# aqua clrea 802 power head questions



## mbraun15 (Feb 23, 2003)

hey just a few question that i am sure have already been answered but i am just wondering and dont feel like looking for the answer. well anyways i was just wondering how long and what times of the day u guys leave the power head on for thanks


----------



## mbraun15 (Feb 23, 2003)

also where are all your powerheads located i put mine in the back left corner on the top any suggestions i am also wondering how long i should leave it on for


----------



## Bcollins111900 (Feb 3, 2003)

run my 24/7 to keep them occupied and mt guys are sweet and I use a Aquaclear 5000 powerhead, i also have an 802 in another tank.
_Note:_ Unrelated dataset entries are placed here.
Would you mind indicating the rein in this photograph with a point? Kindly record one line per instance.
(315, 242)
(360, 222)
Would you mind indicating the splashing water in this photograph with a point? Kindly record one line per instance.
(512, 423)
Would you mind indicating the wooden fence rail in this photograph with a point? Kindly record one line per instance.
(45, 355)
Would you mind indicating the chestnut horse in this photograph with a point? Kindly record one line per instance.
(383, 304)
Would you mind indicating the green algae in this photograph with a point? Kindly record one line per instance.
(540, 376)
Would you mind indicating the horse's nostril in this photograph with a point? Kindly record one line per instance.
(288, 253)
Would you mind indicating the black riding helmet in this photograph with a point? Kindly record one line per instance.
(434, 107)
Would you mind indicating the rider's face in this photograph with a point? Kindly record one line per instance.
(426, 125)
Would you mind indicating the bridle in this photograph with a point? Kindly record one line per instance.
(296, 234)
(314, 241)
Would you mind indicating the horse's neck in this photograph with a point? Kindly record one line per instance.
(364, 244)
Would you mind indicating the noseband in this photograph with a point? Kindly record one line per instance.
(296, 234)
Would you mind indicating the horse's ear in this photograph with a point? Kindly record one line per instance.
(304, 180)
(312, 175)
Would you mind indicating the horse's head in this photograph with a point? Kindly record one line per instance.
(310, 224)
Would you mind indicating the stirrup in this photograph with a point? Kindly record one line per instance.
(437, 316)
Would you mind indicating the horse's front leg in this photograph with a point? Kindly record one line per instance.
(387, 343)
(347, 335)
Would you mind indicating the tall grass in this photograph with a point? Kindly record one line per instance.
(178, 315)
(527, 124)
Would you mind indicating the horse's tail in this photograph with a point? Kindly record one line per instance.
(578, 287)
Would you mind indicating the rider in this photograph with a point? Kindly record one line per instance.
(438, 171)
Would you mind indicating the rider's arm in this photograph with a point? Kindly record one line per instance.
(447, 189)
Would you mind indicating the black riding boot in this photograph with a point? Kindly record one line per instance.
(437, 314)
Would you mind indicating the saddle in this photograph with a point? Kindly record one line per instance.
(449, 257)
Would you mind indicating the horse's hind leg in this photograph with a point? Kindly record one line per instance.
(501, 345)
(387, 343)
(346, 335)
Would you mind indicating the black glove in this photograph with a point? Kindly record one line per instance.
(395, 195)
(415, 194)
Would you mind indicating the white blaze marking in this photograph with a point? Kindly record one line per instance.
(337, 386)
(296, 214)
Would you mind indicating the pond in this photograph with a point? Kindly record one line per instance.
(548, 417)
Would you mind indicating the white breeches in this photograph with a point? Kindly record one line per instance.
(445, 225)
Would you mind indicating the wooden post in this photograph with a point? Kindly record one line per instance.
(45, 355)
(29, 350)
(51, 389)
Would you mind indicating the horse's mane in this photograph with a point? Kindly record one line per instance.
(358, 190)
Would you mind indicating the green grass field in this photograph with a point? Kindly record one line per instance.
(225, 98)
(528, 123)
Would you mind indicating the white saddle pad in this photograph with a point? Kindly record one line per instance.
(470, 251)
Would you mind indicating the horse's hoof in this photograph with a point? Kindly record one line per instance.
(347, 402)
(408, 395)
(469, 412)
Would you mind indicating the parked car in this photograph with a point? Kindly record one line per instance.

I have them both positiopned at the top of the water in the center of the side of the tank (if that makes sense) Enough that it can still suck down air. I use a prefilter as i suggest it strongly.


----------



## mbraun15 (Feb 23, 2003)

k thanks alot ya i have the quick filter i have mine in the back left corner but i think i am gonna move it in the middle of the wall rather then in the back and u leave yours on all the time i will give that a try also


----------



## Grosse Gurke (Jan 3, 2003)

I have mine on a timer, goes on and off with my lights


----------



## Genin (Feb 4, 2003)

i have an aqua clear 802 and i have it in my bottom left corner of my tank shooting along the back tank wall setting up a circular current and it runs on the same timer as my lights..... from noon to 10pm.

Joe


----------



## RhomZilla (Feb 12, 2003)

I have mines on the middle of the far right side of the tank. Its an 802 w/ a prefilter which is controlled by a timer. With the lights and powerhead on, you can see the current waterflow in a circular motion from the right to the left side of the tank.


----------



## GARGOYLE (Feb 12, 2003)

Damn I still haven't got me a timer.


----------